Anew UN climate change report holds out a glimmer of hope that the world’s GHG burden in 2030 will be less than what was feared about a year ago. It shows that the national global warming mitigation targets will increase emissions by 10.6 per cent by 2030, compared to 2010 levels. This is an improvement over last year’s assessment, which projected that emissions in 2030 will rise by nearly 14 per cent over 2010 levels. This year’s analysis also shows that emissions are not likely to increase after 2030. But that’s where the good news ends. The cumulative climate ambition of countries will not limit temperature rise to 1.5 degrees Celsius by the end of this century — the target of the Paris Climate Pact. “The current combined National Determined Contributions (NDCs) will lead the planet to at least 2.5 degrees warming,” warns the report.
At the COP-27 in Glasgow last year, 194 countries agreed to upscale their Paris Pact targets. However, only 24 of them — including India — have updated their plans. The delay is understandable. Raising climate ambition requires countries to take difficult decisions in areas as diverse as agriculture, forest management, transport, and urban planning. These issues relate to people’s livelihoods and well-being and demand that policymakers balance sustainability with developmental goals. All countries are not on the same footing in this respect, especially because climate cooperation has rarely gone beyond silos. Inadequate technology transfer from the developed world remains a persistent grouse of developing countries. There are fears that the ambitious targets of several countries could remain on paper if they are not matched by adequate financing. In 2009, developed countries agreed to raise $100 billion per annum up to 2020 to help developing countries reduce emissions and cope with the effects of global warming. The target was never met — the shortfall, according to some estimates, is more than half the total funds that had to be mobilised.

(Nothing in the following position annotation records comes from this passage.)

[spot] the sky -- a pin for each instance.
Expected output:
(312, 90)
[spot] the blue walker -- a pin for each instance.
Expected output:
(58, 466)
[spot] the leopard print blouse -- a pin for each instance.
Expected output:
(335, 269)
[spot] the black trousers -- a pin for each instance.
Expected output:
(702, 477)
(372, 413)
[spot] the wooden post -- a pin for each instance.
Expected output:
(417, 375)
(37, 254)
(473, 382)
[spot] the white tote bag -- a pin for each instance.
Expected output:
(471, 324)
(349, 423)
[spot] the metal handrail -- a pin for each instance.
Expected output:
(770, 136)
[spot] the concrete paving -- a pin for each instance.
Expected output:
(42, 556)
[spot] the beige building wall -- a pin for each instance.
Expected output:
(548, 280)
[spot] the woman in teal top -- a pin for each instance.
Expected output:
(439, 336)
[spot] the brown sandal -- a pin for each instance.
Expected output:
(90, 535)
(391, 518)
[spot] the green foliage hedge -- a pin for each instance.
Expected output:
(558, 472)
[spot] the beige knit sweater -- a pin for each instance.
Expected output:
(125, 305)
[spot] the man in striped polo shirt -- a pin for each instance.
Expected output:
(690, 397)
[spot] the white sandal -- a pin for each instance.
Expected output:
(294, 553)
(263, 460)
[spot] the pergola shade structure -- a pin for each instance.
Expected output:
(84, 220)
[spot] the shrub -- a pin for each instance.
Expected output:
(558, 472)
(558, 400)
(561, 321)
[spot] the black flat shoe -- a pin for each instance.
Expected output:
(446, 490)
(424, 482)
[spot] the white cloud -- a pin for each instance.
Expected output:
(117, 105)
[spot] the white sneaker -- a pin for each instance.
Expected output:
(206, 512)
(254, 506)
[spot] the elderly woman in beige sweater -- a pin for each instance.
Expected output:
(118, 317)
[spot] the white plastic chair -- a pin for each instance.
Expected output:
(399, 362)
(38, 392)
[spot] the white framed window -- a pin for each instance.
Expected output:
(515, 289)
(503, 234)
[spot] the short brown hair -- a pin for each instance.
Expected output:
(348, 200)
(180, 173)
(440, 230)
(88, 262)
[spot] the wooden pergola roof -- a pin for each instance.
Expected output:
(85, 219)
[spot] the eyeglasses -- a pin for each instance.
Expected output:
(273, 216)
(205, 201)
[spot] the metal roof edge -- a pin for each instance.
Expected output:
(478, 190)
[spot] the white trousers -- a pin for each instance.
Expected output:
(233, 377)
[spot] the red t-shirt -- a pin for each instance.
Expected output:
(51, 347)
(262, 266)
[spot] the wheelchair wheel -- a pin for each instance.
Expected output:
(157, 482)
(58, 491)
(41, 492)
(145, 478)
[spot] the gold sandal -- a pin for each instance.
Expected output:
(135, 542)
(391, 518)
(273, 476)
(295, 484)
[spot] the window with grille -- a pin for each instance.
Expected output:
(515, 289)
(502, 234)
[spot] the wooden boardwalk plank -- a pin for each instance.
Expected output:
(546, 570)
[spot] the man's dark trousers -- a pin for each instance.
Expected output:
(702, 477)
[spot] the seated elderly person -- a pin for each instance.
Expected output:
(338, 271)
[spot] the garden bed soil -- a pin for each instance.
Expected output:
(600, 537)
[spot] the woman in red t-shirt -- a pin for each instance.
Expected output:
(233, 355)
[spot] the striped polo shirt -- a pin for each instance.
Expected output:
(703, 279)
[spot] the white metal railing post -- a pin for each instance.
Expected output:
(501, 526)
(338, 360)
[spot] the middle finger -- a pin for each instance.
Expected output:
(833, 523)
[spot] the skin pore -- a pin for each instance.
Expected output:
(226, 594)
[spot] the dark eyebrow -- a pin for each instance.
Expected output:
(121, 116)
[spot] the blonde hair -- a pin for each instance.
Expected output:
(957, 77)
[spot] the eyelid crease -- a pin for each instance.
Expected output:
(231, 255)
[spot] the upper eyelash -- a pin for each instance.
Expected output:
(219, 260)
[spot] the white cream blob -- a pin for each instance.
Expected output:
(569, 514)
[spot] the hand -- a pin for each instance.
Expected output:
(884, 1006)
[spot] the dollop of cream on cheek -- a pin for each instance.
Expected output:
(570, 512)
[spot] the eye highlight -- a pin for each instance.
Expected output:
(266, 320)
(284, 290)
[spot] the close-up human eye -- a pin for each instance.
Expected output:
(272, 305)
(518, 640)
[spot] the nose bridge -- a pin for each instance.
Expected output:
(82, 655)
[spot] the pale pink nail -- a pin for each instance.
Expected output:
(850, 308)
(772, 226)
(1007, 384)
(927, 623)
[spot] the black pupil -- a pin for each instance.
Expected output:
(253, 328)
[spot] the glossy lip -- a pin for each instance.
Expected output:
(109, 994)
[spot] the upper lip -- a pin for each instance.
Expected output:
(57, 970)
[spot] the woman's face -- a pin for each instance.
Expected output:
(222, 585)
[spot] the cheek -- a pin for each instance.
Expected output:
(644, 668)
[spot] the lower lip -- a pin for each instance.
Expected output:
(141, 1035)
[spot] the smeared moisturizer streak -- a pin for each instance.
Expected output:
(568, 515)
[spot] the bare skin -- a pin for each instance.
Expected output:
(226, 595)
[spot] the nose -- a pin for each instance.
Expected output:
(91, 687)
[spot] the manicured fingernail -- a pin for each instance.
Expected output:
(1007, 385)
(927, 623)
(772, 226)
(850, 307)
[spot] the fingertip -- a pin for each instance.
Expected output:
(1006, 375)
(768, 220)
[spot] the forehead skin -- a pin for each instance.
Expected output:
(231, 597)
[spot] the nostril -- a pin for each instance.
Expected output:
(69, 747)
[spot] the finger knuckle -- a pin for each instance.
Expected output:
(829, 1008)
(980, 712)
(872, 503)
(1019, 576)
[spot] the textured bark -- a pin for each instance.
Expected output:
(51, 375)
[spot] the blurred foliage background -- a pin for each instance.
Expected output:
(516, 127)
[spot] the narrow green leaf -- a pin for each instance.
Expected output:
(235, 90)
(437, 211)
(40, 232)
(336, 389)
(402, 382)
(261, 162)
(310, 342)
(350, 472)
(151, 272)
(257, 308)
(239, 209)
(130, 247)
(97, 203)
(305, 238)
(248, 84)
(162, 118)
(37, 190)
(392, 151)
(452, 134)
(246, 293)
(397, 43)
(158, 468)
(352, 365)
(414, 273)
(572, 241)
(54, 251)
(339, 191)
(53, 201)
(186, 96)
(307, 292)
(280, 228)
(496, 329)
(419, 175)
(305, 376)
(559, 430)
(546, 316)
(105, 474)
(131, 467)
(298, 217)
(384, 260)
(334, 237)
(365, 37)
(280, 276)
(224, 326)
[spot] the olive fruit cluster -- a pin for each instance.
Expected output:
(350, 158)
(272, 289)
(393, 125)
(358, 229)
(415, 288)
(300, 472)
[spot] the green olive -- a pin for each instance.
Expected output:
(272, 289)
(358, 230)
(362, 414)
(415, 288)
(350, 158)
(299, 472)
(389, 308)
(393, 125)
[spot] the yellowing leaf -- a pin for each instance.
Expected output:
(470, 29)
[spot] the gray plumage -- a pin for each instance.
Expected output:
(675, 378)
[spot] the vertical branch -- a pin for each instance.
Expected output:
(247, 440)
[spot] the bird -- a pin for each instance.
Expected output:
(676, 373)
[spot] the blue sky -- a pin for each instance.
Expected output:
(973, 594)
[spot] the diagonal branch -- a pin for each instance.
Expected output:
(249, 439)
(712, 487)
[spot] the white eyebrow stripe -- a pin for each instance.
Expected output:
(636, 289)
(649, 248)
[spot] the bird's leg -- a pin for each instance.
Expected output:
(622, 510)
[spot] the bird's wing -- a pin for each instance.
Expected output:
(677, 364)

The UN report comes less than two weeks before global climate diplomats will assemble at Sharm El Sheikh in Egypt for the UNFCCC’s COP-27. Countries with a negligible carbon footprint are likely to make a strong pitch for reparations for climate-related damages at the summit. Such demands have amplified after the recent floods in Pakistan with several Pakistani policymakers pointing out that the “country had to pay the price for others’ emissions”. At the core of issues such as this lie the principles of equity and climate justice, which UNFCCC documents acknowledge, but action has remained tardy. The forthcoming COP shouldn’t go the way of its predecessors.